Forward-thinking campaigns are still very early in the process, especially considering the Chinese beauty obsession has been a safe bet and profitable for a very long time. “Young people’s increasing vanity in China has been well documented, mostly as a good thing in big consultancy reports…Just look at how many cosmetic medical companies have begun to boom in the last two to three years especially,” Zak added.
China’s Gen Zers, totaling roughly 0.7 billion, are a diverse demographic who embody a multiplicity of thought. Lauren believes that brands need to work harder to understand Chinese consumers than ever before. “I don’t think that marketing to Gen Zers is easier. In fact I think it is the opposite. They are more knowledgeable, and more skeptical, than previous generations, and they are less likely to buy a product just because it is made by a foreign brand.”

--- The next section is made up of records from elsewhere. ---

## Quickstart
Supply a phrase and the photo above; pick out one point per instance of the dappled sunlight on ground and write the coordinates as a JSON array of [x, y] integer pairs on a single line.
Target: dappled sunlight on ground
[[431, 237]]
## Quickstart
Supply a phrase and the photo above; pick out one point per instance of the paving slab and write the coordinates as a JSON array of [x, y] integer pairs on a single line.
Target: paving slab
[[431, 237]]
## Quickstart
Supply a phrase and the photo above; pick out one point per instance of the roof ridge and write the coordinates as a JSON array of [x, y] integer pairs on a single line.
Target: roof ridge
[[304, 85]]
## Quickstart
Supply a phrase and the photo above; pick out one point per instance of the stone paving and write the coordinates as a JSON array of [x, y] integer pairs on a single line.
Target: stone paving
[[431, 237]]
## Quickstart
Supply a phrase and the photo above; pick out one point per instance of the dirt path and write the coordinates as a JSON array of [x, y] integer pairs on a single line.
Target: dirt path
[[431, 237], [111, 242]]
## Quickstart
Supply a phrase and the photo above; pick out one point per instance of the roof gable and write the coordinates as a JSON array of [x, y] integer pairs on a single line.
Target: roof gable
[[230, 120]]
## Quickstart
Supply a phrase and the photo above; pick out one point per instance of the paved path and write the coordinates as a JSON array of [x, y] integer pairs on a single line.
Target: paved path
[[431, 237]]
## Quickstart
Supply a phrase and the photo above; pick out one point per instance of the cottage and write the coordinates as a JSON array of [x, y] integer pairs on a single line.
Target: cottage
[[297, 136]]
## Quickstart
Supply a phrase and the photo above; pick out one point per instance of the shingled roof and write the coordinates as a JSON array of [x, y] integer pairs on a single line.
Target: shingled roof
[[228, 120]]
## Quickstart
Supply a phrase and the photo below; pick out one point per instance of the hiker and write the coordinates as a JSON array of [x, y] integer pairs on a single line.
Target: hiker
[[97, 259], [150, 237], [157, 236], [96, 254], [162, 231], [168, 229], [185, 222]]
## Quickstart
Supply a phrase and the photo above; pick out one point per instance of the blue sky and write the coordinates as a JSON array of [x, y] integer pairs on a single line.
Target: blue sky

Subsequently, for brands wishing to break into this market, there is hardly a clear conclusion as to what strategies will be most successful. Zak advises clients to “treat the Chinese market as you would the American market”, whose ‘cancel culture’ has been even tougher than China on brands, and to “test, test, test your messaging.” Lauren agrees, suggesting working with a Chinese team can help present the message in a way that resonates with local consumers. While these are wise guidelines, the intricacies of Chinese culture on beauty ideals have yet to fully play out. We can only wait and see how much of a dealbreaker social awareness will be among Gen Zers.